Democrats say this is hairsplitting hypocrisy that damages the legitimacy of the court. But they may have little practical power to stop a third Trump nominee after changes in Senate rules on filibusters on nominations. All it takes now is a majority vote to confirm judicial nominees.
Justice Ginsburg is revered in liberal circles, with her many fans calling her Notorious R.B.G., a nod to the rapper Notorious B.I.G. The justice has embraced the connection. “We were both born and bred in Brooklyn, New York,” she liked to say.
Justice Ginsburg, who was 87, had repeatedly vowed to stay on the court as long as her health held and she stayed mentally sharp. “I have often said I would remain a member of the court as long as I can do the job full steam,” she said in July, announcing a recurrence of cancer. “I remain fully able to do that.”
The discovery of lesions on her liver in May was only her most recent medical setback. She had surgery for lung cancer and radiation treatment for pancreatic cancer in recent years. She also had surgery for early-stage pancreatic cancer in 2009 and treatment for colon cancer in 1999.
Justice Ginsburg was born in Brooklyn in 1933, graduated from Cornell in 1954 and began law school at Harvard. After moving to New York with her husband, she transferred to Columbia, where she earned her law degree.
She taught at Rutgers and Columbia and was a leading courtroom advocate of women’s rights before joining the court. As the director of the Women’s Rights Project of the American Civil Liberties Union in the 1970s, she brought a series of cases before the court that helped establish constitutional protections against sex discrimination.
Her litigation strategy invited comparison to that of Justice Thurgood Marshall, who was the architect of the civil rights movement’s incremental legal attack on racial discrimination before he joined the court.

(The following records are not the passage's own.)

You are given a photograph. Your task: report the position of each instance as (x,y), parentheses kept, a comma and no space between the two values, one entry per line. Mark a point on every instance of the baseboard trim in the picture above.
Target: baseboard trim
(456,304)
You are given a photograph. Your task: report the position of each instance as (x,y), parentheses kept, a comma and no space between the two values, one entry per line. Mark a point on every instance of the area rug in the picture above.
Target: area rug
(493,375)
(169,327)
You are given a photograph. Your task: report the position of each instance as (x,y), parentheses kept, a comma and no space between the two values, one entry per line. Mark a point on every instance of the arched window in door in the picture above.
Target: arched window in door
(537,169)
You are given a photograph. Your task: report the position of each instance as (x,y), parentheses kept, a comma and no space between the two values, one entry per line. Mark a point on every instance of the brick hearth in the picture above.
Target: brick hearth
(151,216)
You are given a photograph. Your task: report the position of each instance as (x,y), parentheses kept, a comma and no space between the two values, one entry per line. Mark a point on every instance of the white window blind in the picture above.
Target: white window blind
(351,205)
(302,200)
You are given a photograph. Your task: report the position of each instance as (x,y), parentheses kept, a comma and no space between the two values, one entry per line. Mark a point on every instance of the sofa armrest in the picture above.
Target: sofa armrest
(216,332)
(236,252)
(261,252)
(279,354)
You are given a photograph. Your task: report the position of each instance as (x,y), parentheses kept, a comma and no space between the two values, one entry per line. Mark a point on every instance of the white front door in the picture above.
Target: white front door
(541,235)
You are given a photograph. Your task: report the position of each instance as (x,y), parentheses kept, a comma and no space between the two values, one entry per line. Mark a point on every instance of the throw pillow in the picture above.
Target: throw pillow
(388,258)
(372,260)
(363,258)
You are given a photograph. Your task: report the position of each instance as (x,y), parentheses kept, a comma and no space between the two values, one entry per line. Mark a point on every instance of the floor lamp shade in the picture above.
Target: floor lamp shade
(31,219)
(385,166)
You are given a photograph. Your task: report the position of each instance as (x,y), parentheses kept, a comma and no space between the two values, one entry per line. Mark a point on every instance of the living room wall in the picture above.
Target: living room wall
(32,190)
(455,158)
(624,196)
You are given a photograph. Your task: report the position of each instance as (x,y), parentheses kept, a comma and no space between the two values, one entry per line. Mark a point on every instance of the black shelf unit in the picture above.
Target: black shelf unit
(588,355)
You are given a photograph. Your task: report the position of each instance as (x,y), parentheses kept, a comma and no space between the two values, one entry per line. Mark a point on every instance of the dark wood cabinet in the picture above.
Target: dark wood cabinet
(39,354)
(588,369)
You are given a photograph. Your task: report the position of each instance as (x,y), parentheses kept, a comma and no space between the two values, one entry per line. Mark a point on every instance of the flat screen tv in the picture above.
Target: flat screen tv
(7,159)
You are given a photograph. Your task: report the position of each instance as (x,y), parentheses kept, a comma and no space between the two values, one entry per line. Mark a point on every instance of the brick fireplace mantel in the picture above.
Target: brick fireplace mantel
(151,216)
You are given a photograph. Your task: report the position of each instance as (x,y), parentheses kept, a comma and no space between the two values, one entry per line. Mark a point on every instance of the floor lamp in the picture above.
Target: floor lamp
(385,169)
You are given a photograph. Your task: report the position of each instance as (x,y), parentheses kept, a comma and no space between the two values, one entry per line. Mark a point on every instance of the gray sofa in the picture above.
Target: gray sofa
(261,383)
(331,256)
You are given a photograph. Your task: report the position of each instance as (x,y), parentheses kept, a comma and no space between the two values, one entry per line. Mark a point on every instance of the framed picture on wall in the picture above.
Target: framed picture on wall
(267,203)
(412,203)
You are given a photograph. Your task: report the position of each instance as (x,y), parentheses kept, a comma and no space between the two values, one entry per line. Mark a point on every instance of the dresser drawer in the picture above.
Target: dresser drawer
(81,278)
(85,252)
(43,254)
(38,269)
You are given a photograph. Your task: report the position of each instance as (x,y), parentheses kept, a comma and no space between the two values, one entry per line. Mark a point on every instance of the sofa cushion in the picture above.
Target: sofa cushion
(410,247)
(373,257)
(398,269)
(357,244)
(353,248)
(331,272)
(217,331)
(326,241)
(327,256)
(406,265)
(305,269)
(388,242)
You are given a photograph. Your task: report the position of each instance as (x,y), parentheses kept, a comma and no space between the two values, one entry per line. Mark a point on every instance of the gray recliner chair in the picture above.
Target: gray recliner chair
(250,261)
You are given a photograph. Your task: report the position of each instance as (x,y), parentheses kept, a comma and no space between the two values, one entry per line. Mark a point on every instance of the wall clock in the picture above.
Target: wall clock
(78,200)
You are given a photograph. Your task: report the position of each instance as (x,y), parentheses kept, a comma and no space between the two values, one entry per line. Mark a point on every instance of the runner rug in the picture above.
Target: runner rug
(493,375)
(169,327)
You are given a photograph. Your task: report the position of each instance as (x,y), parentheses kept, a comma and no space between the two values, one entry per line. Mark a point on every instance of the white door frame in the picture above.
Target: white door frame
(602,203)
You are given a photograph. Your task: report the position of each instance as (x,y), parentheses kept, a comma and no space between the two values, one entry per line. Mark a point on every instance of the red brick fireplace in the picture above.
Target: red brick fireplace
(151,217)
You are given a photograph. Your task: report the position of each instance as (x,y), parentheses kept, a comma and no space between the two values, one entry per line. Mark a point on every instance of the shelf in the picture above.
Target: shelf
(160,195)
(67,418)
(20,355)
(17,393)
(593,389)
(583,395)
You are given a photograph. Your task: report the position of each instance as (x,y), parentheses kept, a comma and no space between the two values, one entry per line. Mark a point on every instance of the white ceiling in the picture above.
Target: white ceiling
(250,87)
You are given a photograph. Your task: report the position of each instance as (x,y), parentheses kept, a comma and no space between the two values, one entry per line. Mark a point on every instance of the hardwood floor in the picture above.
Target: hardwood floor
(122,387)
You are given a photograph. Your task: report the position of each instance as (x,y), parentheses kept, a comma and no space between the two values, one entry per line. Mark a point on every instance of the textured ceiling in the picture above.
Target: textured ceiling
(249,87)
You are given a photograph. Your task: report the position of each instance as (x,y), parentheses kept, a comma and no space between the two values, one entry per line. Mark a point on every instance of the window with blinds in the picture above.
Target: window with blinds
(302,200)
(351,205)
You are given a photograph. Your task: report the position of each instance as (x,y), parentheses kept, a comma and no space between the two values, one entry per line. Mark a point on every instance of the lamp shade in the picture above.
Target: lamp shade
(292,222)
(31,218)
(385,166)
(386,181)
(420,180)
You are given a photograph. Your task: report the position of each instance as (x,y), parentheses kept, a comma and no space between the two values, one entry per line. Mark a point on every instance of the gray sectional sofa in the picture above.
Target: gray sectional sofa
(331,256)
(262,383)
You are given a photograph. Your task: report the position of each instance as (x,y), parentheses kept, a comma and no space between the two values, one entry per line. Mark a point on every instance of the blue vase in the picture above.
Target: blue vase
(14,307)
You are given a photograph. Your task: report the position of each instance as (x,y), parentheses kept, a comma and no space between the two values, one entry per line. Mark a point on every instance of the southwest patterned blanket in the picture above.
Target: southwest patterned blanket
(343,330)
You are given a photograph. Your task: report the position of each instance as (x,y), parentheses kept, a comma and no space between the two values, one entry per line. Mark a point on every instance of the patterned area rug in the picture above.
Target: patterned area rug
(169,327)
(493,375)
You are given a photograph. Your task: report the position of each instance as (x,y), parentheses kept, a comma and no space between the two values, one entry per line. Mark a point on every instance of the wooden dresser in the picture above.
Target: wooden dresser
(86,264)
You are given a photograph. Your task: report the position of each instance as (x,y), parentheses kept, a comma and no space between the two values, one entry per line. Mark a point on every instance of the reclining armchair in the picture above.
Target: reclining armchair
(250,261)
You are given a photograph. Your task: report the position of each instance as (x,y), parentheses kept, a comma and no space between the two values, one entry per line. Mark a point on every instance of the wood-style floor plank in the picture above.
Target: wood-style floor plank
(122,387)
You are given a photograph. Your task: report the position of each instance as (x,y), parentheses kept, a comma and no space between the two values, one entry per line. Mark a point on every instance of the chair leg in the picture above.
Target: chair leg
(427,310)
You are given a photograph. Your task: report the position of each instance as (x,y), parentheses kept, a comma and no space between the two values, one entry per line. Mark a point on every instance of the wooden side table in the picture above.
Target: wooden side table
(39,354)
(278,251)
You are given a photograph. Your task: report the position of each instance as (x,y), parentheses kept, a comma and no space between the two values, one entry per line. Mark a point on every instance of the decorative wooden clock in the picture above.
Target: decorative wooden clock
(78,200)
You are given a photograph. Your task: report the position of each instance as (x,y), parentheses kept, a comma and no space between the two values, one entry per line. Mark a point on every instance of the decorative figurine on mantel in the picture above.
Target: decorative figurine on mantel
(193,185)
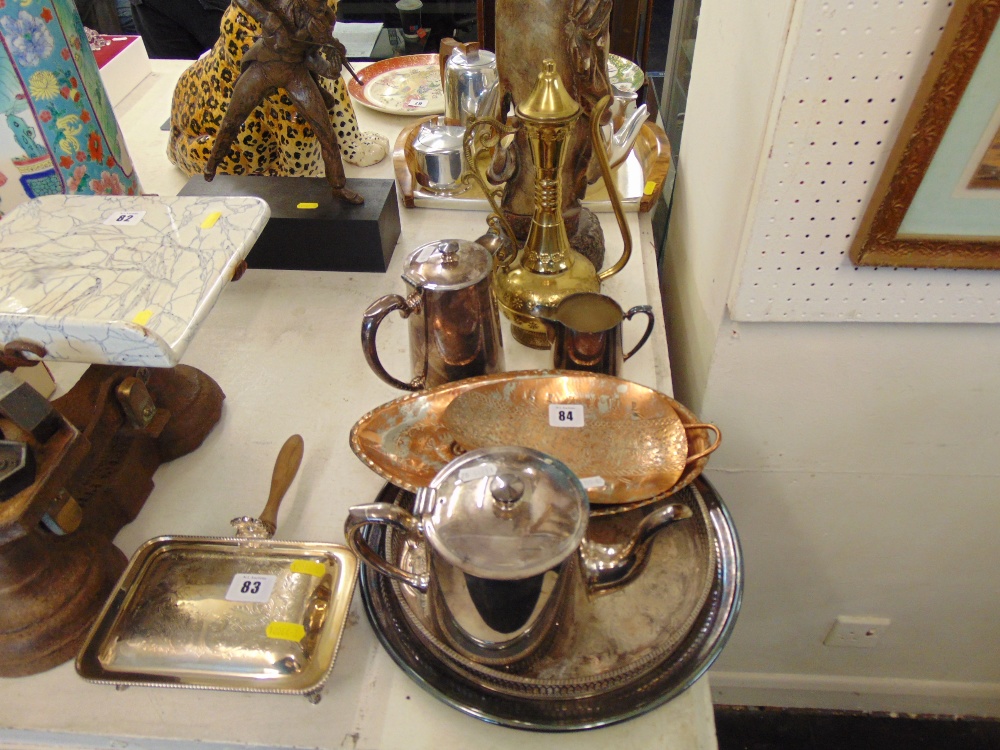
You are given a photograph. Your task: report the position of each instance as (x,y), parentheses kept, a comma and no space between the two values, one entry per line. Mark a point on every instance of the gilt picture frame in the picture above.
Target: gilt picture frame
(937,203)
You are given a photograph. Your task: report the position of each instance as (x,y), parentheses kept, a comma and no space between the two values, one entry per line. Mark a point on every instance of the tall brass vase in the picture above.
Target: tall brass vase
(529,284)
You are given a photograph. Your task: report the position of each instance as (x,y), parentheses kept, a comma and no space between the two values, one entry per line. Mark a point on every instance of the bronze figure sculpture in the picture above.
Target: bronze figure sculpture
(295,46)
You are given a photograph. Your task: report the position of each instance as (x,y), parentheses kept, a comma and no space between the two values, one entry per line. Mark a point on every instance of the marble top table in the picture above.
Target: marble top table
(285,347)
(119,280)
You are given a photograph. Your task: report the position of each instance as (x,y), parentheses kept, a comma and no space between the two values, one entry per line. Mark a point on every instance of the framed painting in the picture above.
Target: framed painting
(937,203)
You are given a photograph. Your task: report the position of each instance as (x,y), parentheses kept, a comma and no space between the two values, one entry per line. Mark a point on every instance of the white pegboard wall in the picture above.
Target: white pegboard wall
(851,75)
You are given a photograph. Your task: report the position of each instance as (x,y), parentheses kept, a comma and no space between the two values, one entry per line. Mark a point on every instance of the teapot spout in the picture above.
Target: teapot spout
(608,566)
(620,142)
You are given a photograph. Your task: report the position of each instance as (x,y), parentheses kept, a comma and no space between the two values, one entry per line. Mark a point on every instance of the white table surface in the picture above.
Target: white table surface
(285,347)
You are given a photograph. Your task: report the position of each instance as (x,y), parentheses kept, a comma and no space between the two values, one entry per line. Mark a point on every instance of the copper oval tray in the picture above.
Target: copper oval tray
(407,441)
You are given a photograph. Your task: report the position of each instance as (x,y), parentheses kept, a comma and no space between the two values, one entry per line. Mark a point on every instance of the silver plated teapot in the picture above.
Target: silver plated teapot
(504,530)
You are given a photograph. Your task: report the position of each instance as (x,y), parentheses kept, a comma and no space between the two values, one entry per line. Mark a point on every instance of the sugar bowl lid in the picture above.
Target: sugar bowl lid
(504,513)
(448,264)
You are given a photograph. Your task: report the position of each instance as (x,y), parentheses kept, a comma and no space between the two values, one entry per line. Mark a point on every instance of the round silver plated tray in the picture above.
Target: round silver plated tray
(534,697)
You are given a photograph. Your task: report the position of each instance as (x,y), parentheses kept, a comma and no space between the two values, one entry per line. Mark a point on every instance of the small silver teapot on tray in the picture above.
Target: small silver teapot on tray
(504,530)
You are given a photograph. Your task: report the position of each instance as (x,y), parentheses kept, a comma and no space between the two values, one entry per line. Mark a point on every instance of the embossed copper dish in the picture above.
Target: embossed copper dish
(638,445)
(247,613)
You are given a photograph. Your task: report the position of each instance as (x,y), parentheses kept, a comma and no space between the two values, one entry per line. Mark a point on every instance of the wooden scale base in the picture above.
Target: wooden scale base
(93,473)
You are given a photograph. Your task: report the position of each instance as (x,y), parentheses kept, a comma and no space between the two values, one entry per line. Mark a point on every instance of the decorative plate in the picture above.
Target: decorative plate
(625,74)
(408,85)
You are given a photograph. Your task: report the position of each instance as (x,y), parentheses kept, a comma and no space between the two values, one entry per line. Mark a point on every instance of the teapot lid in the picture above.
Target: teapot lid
(448,264)
(470,57)
(504,513)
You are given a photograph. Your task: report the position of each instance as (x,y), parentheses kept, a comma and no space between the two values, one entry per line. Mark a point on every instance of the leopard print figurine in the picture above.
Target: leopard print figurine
(275,140)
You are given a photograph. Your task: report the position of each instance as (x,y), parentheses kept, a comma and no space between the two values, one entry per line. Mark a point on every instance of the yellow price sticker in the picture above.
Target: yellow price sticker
(286,631)
(143,317)
(309,567)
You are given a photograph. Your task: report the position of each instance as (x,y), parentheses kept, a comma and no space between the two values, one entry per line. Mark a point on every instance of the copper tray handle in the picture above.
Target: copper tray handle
(709,449)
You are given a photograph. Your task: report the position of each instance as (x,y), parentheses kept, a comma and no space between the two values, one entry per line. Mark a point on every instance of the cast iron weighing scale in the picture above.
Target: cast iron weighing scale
(122,284)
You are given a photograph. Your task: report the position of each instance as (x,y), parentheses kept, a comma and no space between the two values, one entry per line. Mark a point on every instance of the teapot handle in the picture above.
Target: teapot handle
(710,449)
(361,516)
(602,157)
(646,310)
(374,315)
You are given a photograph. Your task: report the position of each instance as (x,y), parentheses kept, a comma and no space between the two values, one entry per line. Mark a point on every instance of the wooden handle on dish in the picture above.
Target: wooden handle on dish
(286,466)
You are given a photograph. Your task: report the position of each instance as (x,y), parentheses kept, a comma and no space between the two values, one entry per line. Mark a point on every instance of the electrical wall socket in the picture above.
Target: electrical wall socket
(856,632)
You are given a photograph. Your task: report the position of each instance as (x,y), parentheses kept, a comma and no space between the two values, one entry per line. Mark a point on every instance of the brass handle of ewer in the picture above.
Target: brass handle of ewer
(616,203)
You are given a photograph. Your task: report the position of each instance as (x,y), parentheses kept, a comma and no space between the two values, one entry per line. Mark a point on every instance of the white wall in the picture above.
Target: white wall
(861,461)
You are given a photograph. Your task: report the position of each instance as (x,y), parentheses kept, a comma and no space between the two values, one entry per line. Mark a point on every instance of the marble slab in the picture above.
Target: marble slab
(119,280)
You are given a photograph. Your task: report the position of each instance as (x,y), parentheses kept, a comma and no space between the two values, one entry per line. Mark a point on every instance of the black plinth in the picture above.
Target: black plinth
(309,229)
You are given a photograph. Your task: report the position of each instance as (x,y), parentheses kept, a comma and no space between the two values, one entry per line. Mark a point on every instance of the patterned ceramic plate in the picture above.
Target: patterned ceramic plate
(625,74)
(408,85)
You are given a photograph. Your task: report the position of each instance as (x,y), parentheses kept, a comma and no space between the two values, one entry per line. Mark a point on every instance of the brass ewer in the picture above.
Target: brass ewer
(530,283)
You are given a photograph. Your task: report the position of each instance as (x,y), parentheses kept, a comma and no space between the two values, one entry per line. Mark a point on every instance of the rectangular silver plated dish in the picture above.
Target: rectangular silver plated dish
(228,614)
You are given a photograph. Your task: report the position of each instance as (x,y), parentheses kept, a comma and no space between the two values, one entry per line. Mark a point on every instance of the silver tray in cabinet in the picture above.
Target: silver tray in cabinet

She was appointed to the court by president Bill Clinton in 1993. At recent arguments, she asked probing questions based on an assured command of the pertinent legal materials and factual record.
During the Obama administration, some liberals urged Justice Ginsburg to step down so that president Barack Obama could name her successor. She rejected the advice.
She was critical of Mr. Trump during the 2016 campaign, and he responded that “her mind is shot” and said she should resign. She later said she had made a mistake in publicly commenting on a candidate and promised to be more “circumspect” in the future.